This was quite a win for American Express as J.P. Morgan was competing for this partnership as well, according to CNBC. This deal puts American Express in an enviable position to court more small business customers in its effort to become a leading lender to small and mid-sized companies. Small business cards can be very lucrative for banks. Compared to consumers who might spend a few thousand dollars a month on credit cards, businesses can spend up to hundreds of thousands of dollars in monthly bills, according to CNBC.

“We selected American Express as our partner for the upcoming small business credit card because of our shared commitment to helping small businesses grow,” said Max Bardon, Vice President at Amazon in a statement. “Offering the best of both brands, the cobranded small business credit card program will combine the buying power, convenience and value small businesses have come to know and love from Amazon backed by the world-class service, benefits, access and security of American Express.”

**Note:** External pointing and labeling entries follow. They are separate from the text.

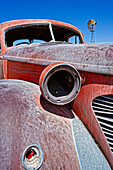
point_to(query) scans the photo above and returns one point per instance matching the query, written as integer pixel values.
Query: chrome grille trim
(103, 109)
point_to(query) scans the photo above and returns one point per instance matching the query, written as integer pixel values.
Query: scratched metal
(1, 70)
(27, 118)
(87, 57)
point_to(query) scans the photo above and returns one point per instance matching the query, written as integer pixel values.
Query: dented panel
(27, 118)
(86, 57)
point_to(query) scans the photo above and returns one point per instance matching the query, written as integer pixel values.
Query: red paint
(30, 154)
(93, 61)
(95, 85)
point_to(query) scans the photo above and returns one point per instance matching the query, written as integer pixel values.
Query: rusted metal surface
(86, 57)
(95, 85)
(60, 83)
(27, 118)
(6, 25)
(1, 70)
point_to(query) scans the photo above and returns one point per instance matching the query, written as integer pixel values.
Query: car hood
(96, 58)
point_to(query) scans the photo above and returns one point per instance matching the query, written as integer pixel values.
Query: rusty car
(49, 77)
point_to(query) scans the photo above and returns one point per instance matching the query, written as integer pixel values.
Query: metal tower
(91, 24)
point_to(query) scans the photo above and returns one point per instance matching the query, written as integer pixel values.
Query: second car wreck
(74, 78)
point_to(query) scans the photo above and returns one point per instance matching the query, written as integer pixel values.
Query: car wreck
(50, 76)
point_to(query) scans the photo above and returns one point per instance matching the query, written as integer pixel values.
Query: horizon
(77, 14)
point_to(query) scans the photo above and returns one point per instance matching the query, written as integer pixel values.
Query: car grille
(103, 109)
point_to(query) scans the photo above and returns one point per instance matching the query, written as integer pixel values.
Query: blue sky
(75, 12)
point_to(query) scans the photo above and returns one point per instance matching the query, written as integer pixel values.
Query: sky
(75, 12)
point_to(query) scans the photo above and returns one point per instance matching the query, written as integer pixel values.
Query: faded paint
(27, 118)
(96, 58)
(94, 86)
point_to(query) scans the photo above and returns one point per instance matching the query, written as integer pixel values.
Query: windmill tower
(91, 24)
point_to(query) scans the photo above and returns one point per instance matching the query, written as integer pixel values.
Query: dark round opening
(61, 83)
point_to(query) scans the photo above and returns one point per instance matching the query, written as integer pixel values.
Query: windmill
(91, 24)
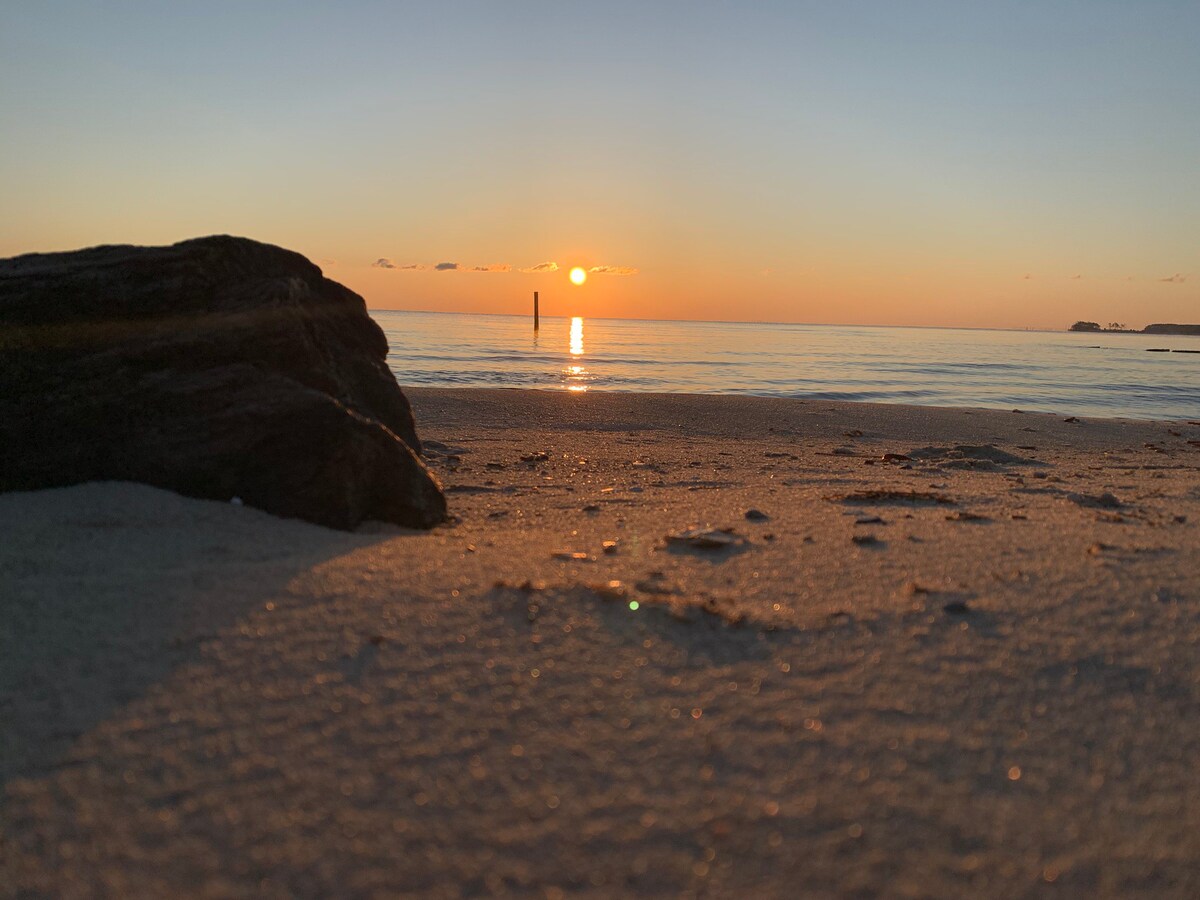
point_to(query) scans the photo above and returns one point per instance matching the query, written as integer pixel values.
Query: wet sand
(971, 672)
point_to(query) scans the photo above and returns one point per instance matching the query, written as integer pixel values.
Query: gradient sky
(949, 163)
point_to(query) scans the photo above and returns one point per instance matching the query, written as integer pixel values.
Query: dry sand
(991, 696)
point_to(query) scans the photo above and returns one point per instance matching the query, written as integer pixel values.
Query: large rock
(217, 367)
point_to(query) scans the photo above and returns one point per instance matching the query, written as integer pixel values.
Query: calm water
(1051, 371)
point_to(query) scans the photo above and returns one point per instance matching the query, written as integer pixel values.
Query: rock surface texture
(216, 367)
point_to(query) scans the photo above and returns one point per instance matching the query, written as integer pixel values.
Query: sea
(1074, 373)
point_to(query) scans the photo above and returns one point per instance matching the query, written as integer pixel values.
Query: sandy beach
(949, 653)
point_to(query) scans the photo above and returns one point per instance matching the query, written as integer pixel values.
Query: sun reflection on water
(575, 375)
(577, 336)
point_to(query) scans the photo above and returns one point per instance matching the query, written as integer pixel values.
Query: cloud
(612, 270)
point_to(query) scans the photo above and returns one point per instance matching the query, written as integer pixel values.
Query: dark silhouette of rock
(217, 367)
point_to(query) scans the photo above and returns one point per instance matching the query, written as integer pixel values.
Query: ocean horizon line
(732, 322)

Amazon launched Amazon Lending in 2011 to help small businesses finance and sell more goods on its platform. From the 2011 launch to June 2017, Amazon Lending reported that it issued $3 billion across 20,000 business in the US, Japan, and the UK. And the bulk of the growth has been from small businesses in the US, where the company originated $1 billion in loans in 2017 alone. So small business lending, particularly in the US, is big business for Amazon.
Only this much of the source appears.